Oskar Sala bezeichnete sich selbst als ´elektrischen Komponisten´. Im Alter von 17 Jahren stand der begabte Pianist zum ersten Mal als Solist des 2. Klavierkonzerts von Beethoven in Greiz auf der Bühne des Tivoli-Theaters. Nach dem Abitur ging er nach Berlin, um 1929 bei Paul Hindemith Komposition zu studieren. Paul Hindemith war es auch, der Oskar Sala mit Dr. Ing. Friedrich Trautwein bekannt machte, der "unterm Dach" in der Rundfunkversuchsstelle erste vorführbare Vorstudien für ein elektronisches Musikinstrument konstruiert hatte. Sala war
sofort von dem neuen Instrument mit dem seltsamen Manual fasziniert. So bot Sala seine Hilfe an und Trautwein willigte ein.

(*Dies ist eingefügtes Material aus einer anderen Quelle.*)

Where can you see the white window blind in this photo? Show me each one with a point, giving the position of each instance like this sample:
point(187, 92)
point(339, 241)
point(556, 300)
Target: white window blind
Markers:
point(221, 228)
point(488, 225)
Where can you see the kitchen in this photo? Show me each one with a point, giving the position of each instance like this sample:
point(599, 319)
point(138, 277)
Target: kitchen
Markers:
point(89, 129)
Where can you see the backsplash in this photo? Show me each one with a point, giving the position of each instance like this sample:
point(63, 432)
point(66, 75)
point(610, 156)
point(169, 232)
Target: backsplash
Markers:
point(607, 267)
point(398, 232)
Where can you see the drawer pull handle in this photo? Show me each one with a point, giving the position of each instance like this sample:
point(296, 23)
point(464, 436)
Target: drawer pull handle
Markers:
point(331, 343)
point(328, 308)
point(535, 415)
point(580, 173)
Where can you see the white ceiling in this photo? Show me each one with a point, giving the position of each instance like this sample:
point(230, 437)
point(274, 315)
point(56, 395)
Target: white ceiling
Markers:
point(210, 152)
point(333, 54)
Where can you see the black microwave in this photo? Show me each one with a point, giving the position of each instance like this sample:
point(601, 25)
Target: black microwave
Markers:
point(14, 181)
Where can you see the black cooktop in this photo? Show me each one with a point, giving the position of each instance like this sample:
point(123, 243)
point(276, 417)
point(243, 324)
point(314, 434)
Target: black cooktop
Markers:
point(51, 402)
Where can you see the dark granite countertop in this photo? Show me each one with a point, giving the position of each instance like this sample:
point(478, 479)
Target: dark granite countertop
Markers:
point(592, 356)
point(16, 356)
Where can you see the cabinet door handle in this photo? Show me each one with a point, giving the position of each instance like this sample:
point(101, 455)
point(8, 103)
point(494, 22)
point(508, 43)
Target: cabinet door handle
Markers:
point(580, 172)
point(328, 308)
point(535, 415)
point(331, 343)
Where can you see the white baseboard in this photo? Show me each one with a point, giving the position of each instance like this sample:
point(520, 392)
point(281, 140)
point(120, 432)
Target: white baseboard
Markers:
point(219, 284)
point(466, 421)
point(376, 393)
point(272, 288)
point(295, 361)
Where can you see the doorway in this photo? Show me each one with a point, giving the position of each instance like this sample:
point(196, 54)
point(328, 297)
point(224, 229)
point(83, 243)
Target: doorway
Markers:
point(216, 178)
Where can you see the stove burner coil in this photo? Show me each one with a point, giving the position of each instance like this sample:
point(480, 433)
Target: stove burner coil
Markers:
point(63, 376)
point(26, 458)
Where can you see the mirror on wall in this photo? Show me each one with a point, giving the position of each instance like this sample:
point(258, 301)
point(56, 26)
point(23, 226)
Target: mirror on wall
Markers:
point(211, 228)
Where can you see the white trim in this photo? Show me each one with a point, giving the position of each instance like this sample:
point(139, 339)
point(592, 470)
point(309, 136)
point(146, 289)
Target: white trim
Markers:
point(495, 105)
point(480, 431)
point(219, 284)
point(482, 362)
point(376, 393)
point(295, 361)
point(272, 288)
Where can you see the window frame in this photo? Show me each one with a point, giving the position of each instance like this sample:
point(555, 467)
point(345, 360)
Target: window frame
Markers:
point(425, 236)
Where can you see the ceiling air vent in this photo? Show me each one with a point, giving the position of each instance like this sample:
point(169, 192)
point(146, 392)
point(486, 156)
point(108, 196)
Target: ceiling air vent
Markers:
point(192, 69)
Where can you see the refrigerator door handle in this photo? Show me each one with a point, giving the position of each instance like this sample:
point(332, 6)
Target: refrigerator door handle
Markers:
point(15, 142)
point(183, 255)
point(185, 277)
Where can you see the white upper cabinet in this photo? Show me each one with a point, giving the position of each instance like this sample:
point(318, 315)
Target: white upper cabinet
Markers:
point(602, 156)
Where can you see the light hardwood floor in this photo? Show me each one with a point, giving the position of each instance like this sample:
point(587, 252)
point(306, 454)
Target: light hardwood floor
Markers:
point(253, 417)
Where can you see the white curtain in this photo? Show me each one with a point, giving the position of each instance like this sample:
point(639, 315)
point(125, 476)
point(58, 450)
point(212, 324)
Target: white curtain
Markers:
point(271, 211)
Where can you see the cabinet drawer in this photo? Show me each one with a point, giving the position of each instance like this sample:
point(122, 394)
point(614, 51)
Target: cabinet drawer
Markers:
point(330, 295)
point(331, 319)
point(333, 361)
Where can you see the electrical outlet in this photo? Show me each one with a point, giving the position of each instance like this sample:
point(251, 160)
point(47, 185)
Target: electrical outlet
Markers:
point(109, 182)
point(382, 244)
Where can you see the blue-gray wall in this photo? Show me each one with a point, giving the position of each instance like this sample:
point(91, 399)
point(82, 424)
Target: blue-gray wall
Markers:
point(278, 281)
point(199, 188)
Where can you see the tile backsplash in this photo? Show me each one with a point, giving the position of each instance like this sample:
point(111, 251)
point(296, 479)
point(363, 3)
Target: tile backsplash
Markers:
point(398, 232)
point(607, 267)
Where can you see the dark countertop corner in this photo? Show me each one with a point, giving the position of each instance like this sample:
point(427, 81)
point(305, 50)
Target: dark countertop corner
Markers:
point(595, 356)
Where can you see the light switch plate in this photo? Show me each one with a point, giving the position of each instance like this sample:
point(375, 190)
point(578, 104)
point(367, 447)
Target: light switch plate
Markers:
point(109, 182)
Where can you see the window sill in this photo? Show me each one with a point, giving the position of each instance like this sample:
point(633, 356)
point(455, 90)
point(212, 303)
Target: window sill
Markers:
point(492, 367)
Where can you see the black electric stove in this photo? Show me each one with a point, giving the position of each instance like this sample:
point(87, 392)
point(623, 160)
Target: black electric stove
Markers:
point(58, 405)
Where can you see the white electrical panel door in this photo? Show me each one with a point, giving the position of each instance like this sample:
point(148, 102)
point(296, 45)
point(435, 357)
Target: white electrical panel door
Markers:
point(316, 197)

Von nun an war Oskar Sala maßgeblich an Entwicklung und Bau des Trautoniums beteiligt. Zunächst bauten Sala, Trautwein und ein technischer Helfer drei Instrumente, die sich Hindemith für eine neue Komposition gewünscht hatte. Am 20. Juni 1930 fand dann das erste elektronische Konzert mit einem Vortrag von Trautwein, Klangbeispielen an Salas Instrument und der Uraufführung der ´Sieben Triostücke´ von Paul Hindemith im großen Konzertsaal der Berliner Musikhochschule statt. Hindemith spielte die Oberstimme, der Klavierprofessor Rudolf Schmidt die Baßstimme und Oskar Sala wurde die Mittelstimme anvertraut. Diese Stücke wurden 1977 von Oskar Sala im Playbackverfahren neu eingespielt und 1998 vom Erdenklang-Musikverlag auf CD veröffentlicht.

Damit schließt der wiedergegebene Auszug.